Symptoms
What is osteogenesis imperfecta in children? Osteogenesis imperfecta (OI) is a rare inherited (genetic) bone disorder that is present at birth. It's also known as brittle bone disease. A child born with OI may have soft bones that break (fracture) easily, bones that are not formed normally, and other problems.
Causes
To date, there is no known treatment, medicine, or surgery that will cure osteogenesis imperfecta (OI). The goal of treatment is to prevent deformities and fractures and allow the child to function as independently as possible. Treatments for preventing or correcting symptoms may include:
Prevention
A child born with OI may have soft bones that break (fracture) easily, bones that are not formed normally, and other problems. Symptoms may range from mild to severe. There are at least 8 different types of the disease. The types vary greatly, both within and between types. They are based on the type of inheritance (see below), and symptoms.
Complications
Glorieux FH, Rauch F, Plotkin H. Type V Osteogenesis imperfecta : a new form of brittle bone disease. J Bone Miner Res. 2002;15:1650–8.
What is osteogenesis imperfecta in children?
Can osteogenesis imperfecta (OI) be cured?
What are the symptoms of osteogenesis imperfecta (OI)?
What is Type V osteogenesis imperfecta (osteogenesis imperfecta)?
What is the best treatment for osteogenesis imperfecta?
To date, there is no known treatment, medicine, or surgery that will cure osteogenesis imperfecta (OI). The goal of treatment is to prevent deformities and fractures and allow the child to function as independently as possible. Treatments for preventing or correcting symptoms may include: Care of fractures.
Does osteogenesis imperfecta get worse with age?
It causes bones to break easily. In type 3 OI, your child's body produces enough collagen but it's poor quality. Your child's bones can even begin to break before birth. Bone deformities are common and may get worse as your child gets older.

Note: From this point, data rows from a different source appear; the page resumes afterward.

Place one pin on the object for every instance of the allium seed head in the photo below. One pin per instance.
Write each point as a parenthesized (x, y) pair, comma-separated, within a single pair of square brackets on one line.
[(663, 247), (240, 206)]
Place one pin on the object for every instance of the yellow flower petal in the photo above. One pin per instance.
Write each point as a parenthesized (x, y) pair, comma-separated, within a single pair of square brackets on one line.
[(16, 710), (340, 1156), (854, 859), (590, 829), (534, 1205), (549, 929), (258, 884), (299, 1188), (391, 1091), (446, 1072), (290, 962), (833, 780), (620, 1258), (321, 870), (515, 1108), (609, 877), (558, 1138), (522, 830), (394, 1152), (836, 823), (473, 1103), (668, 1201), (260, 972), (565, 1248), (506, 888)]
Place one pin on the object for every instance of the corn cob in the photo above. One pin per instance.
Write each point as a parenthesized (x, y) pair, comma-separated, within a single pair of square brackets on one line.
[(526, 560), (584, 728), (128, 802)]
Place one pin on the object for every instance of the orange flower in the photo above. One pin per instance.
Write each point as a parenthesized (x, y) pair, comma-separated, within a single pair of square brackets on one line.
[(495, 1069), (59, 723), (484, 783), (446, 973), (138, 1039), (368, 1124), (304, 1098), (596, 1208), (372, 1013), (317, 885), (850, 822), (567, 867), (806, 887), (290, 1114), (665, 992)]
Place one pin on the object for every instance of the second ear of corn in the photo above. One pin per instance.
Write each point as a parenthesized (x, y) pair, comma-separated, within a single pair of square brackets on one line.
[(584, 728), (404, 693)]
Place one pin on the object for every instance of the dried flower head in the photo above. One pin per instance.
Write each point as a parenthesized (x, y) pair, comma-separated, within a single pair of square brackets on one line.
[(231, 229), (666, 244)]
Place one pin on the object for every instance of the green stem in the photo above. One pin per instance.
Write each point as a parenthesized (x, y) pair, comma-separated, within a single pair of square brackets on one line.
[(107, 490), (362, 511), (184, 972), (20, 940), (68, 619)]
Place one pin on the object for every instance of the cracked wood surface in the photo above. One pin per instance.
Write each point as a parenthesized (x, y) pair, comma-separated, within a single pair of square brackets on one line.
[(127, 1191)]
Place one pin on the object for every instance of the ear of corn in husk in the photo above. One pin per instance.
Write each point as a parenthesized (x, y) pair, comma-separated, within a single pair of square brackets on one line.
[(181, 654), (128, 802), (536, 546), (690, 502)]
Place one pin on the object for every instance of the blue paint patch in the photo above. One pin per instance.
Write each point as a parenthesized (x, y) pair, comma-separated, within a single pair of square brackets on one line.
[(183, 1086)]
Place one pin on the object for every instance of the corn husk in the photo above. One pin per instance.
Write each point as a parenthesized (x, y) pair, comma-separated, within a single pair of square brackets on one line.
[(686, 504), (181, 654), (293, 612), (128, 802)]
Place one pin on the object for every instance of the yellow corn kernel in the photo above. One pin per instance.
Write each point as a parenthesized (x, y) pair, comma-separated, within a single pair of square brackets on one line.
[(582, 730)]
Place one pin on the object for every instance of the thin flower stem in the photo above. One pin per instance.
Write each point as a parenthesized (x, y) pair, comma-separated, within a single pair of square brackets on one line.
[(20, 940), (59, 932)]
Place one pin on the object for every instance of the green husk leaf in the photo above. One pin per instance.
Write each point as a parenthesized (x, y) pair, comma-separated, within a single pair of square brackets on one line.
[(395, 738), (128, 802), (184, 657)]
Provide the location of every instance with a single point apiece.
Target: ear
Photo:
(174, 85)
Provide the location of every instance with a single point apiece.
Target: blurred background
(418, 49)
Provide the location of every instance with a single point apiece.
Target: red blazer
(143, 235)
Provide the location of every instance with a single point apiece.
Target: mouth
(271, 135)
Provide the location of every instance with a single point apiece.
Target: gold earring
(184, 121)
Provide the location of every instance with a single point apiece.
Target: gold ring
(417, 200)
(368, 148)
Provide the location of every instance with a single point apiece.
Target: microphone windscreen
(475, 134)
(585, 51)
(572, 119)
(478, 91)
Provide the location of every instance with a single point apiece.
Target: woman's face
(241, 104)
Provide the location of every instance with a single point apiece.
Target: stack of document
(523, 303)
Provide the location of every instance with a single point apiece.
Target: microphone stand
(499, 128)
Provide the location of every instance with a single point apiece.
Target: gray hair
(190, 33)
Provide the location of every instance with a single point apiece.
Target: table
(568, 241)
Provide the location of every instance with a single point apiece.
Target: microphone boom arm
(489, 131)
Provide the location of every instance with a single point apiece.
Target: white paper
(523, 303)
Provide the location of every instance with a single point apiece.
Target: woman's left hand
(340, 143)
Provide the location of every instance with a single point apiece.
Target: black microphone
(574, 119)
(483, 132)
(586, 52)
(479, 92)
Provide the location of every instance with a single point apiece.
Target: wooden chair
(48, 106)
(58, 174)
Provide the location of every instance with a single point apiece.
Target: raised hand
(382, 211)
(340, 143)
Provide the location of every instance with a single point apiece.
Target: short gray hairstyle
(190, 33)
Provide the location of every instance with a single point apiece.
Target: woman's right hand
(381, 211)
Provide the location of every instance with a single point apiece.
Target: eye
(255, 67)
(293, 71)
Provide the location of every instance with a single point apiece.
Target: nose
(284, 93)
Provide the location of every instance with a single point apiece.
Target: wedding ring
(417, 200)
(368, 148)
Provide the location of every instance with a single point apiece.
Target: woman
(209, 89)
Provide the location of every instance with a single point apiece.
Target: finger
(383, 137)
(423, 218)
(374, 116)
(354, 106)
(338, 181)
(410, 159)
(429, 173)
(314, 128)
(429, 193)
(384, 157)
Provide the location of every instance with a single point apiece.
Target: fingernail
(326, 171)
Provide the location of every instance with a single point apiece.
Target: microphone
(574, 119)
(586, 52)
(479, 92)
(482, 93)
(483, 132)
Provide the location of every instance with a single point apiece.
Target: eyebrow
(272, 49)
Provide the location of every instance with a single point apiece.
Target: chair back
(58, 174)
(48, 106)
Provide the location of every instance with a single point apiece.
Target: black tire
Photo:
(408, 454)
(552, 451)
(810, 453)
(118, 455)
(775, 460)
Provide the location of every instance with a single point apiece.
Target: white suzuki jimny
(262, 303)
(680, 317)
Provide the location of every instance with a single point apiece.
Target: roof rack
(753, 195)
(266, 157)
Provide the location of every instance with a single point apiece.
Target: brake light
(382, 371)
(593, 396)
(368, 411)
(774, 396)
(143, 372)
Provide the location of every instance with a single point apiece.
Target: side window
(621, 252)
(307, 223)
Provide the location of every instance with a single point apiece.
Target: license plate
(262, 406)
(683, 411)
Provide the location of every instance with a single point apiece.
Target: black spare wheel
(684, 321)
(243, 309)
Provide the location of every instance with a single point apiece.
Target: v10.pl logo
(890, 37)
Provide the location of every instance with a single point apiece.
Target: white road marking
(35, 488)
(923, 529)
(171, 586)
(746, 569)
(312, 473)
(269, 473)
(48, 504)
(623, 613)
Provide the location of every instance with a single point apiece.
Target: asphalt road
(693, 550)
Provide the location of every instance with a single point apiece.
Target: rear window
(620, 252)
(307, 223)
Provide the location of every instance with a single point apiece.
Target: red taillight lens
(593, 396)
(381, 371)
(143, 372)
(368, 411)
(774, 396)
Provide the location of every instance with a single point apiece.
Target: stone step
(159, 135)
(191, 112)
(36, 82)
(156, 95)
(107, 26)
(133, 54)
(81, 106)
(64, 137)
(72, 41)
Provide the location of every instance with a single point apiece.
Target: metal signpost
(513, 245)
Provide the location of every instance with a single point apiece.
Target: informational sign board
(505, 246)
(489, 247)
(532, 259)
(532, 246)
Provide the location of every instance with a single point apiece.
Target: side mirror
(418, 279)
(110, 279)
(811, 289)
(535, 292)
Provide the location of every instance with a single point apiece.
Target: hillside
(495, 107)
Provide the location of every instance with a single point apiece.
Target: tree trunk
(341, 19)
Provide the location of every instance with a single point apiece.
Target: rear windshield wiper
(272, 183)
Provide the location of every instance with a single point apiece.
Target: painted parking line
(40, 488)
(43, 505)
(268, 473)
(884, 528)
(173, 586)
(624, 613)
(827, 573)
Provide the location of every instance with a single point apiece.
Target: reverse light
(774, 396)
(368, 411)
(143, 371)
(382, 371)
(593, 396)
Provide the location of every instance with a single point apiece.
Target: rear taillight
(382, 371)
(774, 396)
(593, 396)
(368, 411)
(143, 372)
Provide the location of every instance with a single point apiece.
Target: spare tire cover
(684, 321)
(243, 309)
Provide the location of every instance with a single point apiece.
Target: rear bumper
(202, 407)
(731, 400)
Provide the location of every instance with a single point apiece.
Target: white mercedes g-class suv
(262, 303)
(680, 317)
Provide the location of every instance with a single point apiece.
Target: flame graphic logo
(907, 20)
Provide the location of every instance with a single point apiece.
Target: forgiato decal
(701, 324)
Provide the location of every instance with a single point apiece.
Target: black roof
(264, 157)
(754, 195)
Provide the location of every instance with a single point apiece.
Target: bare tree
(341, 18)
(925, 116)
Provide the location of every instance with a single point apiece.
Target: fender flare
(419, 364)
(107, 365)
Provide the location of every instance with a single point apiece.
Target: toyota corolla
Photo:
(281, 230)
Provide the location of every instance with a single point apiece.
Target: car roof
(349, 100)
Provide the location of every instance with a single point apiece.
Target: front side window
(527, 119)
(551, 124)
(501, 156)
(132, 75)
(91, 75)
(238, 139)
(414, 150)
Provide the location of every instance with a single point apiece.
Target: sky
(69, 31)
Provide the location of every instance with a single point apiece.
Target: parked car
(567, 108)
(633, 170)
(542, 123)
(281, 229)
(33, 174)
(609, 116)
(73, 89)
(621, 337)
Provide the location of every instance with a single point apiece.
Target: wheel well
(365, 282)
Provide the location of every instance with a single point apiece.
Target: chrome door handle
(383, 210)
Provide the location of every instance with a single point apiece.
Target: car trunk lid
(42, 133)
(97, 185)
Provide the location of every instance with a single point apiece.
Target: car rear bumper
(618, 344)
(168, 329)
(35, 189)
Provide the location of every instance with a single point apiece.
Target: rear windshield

What treatment options are available to individuals with osteogenesis imperfecta?
What are the treatments for osteogenesis imperfecta (OI)?Fracture care.Physical therapy.Bracing.Surgical procedures.Medication.Treatments for Related Conditions.
What is the life expectancy of a child with osteogenesis imperfecta?
Life expectancy varies greatly depending on OI type. Babies with Type II often die soon after birth. Children with Type III may live longer, but often only until around age 10. They may also have severe physical deformities.
Can people with osteogenesis imperfecta ever walk?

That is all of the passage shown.